On most situations you will be using one of the following four levels of RAIDs.
- RAID 0
- RAID 1
- RAID 5
- RAID 10 (also known as RAID 1+0)
In all the diagrams mentioned below:
- A, B, C, D, E and F – represents blocks
- p1, p2, and p3 – represents parity(奇偶校验)
RAID LEVEL 0
![](https://images2018.cnblogs.com/blog/383260/201805/383260-20180502154519861-817849406.png)
Following are the key points to remember for RAID level 0.
- Minimum 2 disks.
- Excellent performance ( as blocks are striped ).
- No redundancy ( no mirror, no parity ).
- Don’t use this for any critical system.
RAID LEVEL 1
![](https://images2018.cnblogs.com/blog/383260/201805/383260-20180502154855610-942122374.png)

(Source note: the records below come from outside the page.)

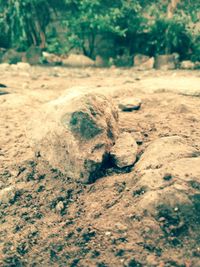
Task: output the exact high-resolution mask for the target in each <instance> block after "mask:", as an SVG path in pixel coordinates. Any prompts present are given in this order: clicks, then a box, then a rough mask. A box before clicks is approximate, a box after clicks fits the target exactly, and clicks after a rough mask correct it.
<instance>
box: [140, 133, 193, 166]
mask: <svg viewBox="0 0 200 267" xmlns="http://www.w3.org/2000/svg"><path fill="white" fill-rule="evenodd" d="M195 151H196V150H195V149H194V148H193V147H191V146H189V145H187V144H186V141H185V140H184V139H183V138H181V137H179V136H170V137H162V138H160V139H157V140H155V141H153V142H152V143H151V144H150V145H149V146H148V147H147V149H146V150H145V152H144V154H143V155H142V156H141V158H140V160H139V162H138V163H137V164H136V170H137V171H144V170H148V169H159V168H161V167H162V166H163V165H164V164H168V163H170V162H172V161H175V160H177V159H180V158H187V157H188V158H189V157H192V155H193V154H194V153H195Z"/></svg>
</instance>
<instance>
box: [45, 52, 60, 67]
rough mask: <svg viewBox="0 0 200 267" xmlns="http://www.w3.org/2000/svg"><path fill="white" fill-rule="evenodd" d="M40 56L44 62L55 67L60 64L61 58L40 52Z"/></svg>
mask: <svg viewBox="0 0 200 267" xmlns="http://www.w3.org/2000/svg"><path fill="white" fill-rule="evenodd" d="M42 55H43V58H44V59H45V61H46V62H47V63H49V64H55V65H59V64H62V58H61V57H59V56H58V55H55V54H53V53H48V52H42Z"/></svg>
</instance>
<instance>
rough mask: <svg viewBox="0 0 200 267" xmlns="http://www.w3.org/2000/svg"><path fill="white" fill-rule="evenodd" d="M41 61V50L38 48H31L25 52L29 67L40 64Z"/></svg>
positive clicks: (33, 47) (27, 61) (34, 46)
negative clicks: (28, 64) (25, 52)
mask: <svg viewBox="0 0 200 267" xmlns="http://www.w3.org/2000/svg"><path fill="white" fill-rule="evenodd" d="M41 59H42V49H41V48H40V47H36V46H31V47H29V49H28V50H27V52H26V60H27V62H28V63H29V64H31V65H36V64H40V63H41Z"/></svg>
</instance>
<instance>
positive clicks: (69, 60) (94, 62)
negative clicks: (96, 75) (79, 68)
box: [62, 54, 95, 67]
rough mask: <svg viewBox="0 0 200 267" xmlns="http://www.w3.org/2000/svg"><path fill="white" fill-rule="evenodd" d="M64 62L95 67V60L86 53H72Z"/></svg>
mask: <svg viewBox="0 0 200 267" xmlns="http://www.w3.org/2000/svg"><path fill="white" fill-rule="evenodd" d="M62 63H63V64H64V65H66V66H69V67H93V66H95V62H94V61H93V60H92V59H90V58H89V57H86V56H84V55H75V54H70V55H69V56H68V57H67V58H66V59H63V60H62Z"/></svg>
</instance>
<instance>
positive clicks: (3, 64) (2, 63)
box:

Following are the key points to remember for RAID level 1.
- Minimum 2 disks.
- Good performance ( no striping. no parity ).
- Excellent redundancy ( as blocks are mirrored ).
RAID LEVEL 5
![](https://images2018.cnblogs.com/blog/383260/201805/383260-20180502154928093-2119466047.png)
Following are the key points to remember for RAID level 5.
- Minimum 3 disks.
- Good performance ( as blocks are striped ).
- Good redundancy ( distributed parity ).
- Best cost effective option providing both performance and redundancy. Use this for DB that is heavily read oriented. Write operations will be slow.